Sma looked it up and down. 'You're the Xenophobe?'
'Its representative. The bit you can talk to. You can call me Xeny.' It smiled; it had little round teeth. 'I know most ships just use a drone, but,' it glanced at Skaffen-Amtiskaw, 'they can be a bit boring, don't you think?'
Sma smiled, and sensed Skaffen-Amtiskaw's aura flicker out of the corner of her eye. 'Well, sometimes,' she agreed.
'Oh yes,' the little creature said, nodding. 'I'm much cuter.' It wriggled in her hands, looking happy. 'If you like,' it giggled, 'I'll show you to your cabin, yes?'
'Yes; good idea,' nodded Sma, and put the thing over her shoulder. The crewpeople called out to say they'd see her later as she, the ship's bizarre remote drone and Skaffen-Amtiskaw headed for the accommodation section.
'Ooh, you're nice and warm,' the little brown and yellow creature mumbled sleepily, snuggling into Sma's neck as they headed down a deeply carpeted corridor for Sma's quarters. It stirred and she found herself patting its back. 'Left here,' it said, at a junction, then, That's us just breaking orbit now, by the way.'
'Good,' Sma said.
'Can I cuddle up with you when you sleep?'
Sma stopped, detached the creature from her shoulder with one hand and stared it in the face. 'What?'
'Just for chumminess' sake,' the little thing said, yawning wide and blinking. 'I'm not being rude; it's a good bonding procedure.'
Sma was aware of Skaffen-Amtiskaw glowing red just behind her. She brought the yellow and brown device closer to her face. 'Listen, Xenophobe -'
'Xeny.'
'Xeny; you are a million-tonne starship; a Torturer class Rapid Offensive Unit. Even -'
'But I'm demilitarised!'
'Even without your principal armament, I bet you could waste planets if you wanted to -'
'Aw, come on; any silly GCU can
do that!'
'So what is all this shit for?' She shook the furry little remote drone, quite hard. Its teeth chattered.
'It's for a laugh!' it cried. 'Sma; don't you appreciate a joke?'
'I don't know. Do you appreciate being drop-kicked back to the accommodation area?'
'Ooo! What's your problem, lady? Have you got something against small furry animals, or what? Look, Ms Sma; I know very well I'm a ship, and I do everything I'm asked to do - including taking you to this frankly rather fuzzily specified destination - and do it very efficiently, too. If there was the slightest sniff of any real action, and I had to start acting like a warship, this construct in your hands would go lifeless and limp immediately, and I'd battle as ferociously and decisively as I've been trained to. Meanwhile, like my human colleagues, I amuse myself harmlessly. If you really hate my current appearance, all right; I'll change it; I'll be an ordinary drone, or just a disembodied voice, or talk to you through Skaffen-Amtiskaw here, or through your personal terminal. The last thing I want to do is offend a guest.'
Sma pursed her lips. She patted the thing on its head, and sighed. 'Fair enough.'
'I can keep this shape?'
'By all means.'
'Oh goody!' It squirmed with pleasure, then opened its big eyes wide and looked hopefully at her. 'Cuddle?'
'Cuddle.' Sma cuddled it, patted its back.

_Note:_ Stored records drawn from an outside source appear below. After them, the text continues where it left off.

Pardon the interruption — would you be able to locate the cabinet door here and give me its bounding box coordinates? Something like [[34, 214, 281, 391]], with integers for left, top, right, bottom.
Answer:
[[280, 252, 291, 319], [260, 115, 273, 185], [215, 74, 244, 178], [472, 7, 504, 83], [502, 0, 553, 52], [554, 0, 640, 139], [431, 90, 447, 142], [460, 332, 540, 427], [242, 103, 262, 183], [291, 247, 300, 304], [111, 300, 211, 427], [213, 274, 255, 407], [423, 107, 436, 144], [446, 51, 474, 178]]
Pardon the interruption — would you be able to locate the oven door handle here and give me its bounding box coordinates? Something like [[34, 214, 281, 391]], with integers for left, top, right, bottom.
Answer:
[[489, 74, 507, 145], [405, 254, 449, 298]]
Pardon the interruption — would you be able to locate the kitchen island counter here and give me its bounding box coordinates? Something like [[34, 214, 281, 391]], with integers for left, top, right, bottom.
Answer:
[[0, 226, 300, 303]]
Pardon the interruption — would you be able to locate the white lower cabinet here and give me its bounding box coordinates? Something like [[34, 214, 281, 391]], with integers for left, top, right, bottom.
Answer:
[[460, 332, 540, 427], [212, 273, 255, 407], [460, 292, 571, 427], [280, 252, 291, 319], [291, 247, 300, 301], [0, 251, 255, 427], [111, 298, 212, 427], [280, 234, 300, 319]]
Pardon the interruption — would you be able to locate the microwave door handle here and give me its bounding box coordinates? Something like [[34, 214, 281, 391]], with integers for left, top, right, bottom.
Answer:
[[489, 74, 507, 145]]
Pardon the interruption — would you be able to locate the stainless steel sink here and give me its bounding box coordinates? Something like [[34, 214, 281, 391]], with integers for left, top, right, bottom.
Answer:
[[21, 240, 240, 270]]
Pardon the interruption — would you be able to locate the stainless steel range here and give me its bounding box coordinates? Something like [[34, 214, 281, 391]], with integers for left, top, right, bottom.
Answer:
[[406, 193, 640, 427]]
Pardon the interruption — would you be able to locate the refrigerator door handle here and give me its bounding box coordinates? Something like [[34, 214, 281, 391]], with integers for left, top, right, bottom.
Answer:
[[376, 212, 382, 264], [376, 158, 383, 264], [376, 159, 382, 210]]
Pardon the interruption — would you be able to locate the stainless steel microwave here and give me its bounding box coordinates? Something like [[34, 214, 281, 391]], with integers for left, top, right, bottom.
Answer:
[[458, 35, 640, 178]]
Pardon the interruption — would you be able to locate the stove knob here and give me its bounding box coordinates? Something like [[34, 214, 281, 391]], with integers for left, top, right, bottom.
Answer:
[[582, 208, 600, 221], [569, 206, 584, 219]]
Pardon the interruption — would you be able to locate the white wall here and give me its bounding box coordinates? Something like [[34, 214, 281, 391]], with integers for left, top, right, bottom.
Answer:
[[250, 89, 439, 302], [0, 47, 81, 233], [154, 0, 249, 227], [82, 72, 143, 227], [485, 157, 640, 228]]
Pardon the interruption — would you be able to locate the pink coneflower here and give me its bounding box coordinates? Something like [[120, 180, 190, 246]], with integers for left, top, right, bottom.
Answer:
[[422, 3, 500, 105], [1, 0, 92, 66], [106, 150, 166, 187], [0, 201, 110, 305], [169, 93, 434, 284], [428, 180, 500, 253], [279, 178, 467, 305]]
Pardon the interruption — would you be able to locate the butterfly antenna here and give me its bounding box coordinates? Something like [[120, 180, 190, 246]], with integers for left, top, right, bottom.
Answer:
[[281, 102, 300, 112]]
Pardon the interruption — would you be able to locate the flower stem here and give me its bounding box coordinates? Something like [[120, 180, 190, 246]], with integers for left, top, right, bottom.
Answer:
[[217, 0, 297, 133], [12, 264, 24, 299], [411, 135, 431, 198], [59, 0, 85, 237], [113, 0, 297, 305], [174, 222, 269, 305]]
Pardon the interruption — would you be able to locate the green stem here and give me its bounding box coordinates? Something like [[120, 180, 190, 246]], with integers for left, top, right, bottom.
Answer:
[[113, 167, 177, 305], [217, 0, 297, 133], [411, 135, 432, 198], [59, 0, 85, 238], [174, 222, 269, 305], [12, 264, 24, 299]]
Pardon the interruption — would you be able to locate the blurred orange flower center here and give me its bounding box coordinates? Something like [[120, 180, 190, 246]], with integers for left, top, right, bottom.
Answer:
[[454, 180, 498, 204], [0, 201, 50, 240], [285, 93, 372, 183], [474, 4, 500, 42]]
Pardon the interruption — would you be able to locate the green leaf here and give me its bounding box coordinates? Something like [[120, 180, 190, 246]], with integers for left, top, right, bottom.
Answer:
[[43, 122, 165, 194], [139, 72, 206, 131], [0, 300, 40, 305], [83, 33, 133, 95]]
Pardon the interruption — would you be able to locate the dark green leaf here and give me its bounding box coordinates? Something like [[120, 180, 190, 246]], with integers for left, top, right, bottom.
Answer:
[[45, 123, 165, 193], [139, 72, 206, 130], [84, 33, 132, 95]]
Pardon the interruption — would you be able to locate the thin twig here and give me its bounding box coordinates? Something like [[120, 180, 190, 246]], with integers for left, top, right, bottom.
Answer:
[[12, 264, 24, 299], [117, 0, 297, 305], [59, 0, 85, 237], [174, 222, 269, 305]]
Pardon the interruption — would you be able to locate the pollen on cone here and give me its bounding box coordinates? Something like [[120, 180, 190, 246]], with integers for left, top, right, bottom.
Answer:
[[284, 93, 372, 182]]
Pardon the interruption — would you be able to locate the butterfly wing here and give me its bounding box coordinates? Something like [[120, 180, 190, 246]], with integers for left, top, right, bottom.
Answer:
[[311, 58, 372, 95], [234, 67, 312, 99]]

She turned to see Skaffen-Amtiskaw lying dramatically on its back in mid-air, its aura field flashing the lurid orange that was used to signal Sick Drone in Extreme Distress.
Sma nodded goodbye to the little brown and yellow animal as it waddled away down the corridor which led back to the social area (it waved back with one chubby little paw), then closed the cabin door and made sure the room's internal monitoring was off.
She turned to Skaffen-Amtiskaw. 'How long are we on this ship for?'
'Thirty days?' Skaffen-Amtiskaw suggested.
Sma gritted her teeth and looked round the fairly cosy-looking but - compared to the echoing spaces of the old power station mansion - rather small cabin. 'Thirty days with a crew of viral masochists and a ship that thinks it's a cuddly toy.' She shook her head, sat into the bed field. 'Subjectively, drone, this could be a long trip.' She collapsed back into the bed, muttering.